Attending one-day sessions held at multiple locations throughout the state, youth will learn about topics varying from bees and wildlife to aviation, leadership and medical services. Participants do not need to be 4-H members, creating a great opportunity to explore 4-H programming.

“The Indiana 4-H Road Show will engage youth with Purdue University faculty and staff members as they have come to expect from our typical, on-campus events during the summer,” said Casey Mull, assistant director of extension, 4-H youth development. “We are excited to bring a little bit of the West Lafayette campus to our 92 counties.”

Madison Powell, Tipton County 4-H’er and 2021 State 4-H Junior Leader Council member, is assisting with developing and implementing the road show and is eager to share her love of 4-H with new and current 4-H participants.

“I’m most excited to get people pumped for this year. This roadshow is going to jumpstart everyone’s excitement about 4-H, learning and leadership,” said Powell. “I think the 4-H roadshow is going to open a lot of doors for kids to see what the 4-H program is all about.”

Session descriptions, location lists, and registration details can be found at purdue.ag/4hroadshow. Contact your local 4-H youth development educator for more information and registration help: bit.ly/contactIN4H.

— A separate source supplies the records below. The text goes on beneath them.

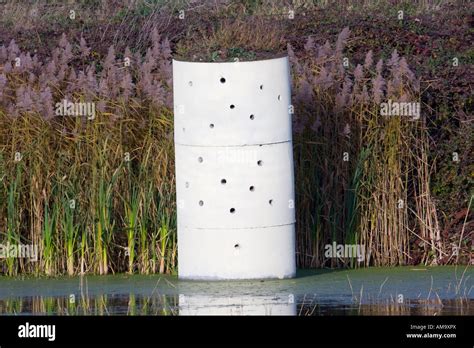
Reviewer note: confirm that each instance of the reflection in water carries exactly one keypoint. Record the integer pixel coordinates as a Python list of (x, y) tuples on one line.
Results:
[(397, 291), (237, 305), (162, 305)]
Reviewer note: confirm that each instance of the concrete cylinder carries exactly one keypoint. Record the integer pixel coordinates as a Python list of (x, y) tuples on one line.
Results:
[(234, 170)]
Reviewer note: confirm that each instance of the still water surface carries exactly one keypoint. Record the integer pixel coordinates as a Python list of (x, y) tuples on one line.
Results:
[(373, 291)]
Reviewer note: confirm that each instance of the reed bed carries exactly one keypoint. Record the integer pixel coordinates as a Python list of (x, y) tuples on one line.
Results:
[(97, 195)]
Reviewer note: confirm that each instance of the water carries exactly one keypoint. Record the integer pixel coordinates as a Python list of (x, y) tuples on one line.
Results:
[(446, 290)]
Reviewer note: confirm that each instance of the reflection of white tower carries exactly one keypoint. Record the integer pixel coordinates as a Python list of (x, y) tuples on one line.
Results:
[(234, 170), (237, 305)]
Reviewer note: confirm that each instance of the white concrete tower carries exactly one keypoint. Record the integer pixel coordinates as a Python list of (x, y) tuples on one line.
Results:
[(234, 170)]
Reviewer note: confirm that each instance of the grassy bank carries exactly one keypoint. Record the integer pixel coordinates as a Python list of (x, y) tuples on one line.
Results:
[(97, 195)]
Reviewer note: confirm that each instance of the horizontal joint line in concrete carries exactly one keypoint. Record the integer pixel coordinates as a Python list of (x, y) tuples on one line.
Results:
[(238, 228), (264, 144)]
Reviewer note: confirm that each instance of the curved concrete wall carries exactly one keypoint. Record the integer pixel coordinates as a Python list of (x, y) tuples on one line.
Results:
[(234, 170)]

“The great thing about 4-H is that it ties so many different communities together. I don’t own any livestock or live on a farm; I do inside projects. But my best friend lives on a farm, has livestock and is part of a rural community,” said Powell. “4-H tied us together. It can take people from all walks of life and teach them the same life skills.”

County Fairs

Indiana 4-H is also working closely with local health and safety officials in each county to plan in-person events including county fairs.

Amber Barks, Purdue Extension 4-H youth development educator in Hancock County, hopes to have as much of a “normal” fair as possible to celebrate Hancock County’s 165th fair.

“We plan on having in-person 4-H project judging, livestock shows with animals staying overnight, commercial booths, food vendors and a carnival. We have been in contact with our health department to ensure we are following county and state guidelines for our events,” said Barks. “Our goal is to be able to highlight the hard work of our 4-H members and bring the community back together.”

Pulaski County 4-H and Community Fair is also looking forward to planning an in-person fair while considering the safety of everyone involved.

“Collaborations are essential in preparation for an event like this in times like these. We are thankful for the many community partners who have claimed ownership in helping to make this coming fair a safe and enjoyable celebration of our 4-H youth achievements for all area kids and community to enjoy,” said Elaine Zeider, Pulaski County 4-H & Community Fair Association president.

“We understand that 4-H may look different this year, but when we think about the life skills youth learn through their 4-H projects it is worth the investment.  Youth learn by doing and 4-H fosters that growth and creates lifelong learners,” added Barks.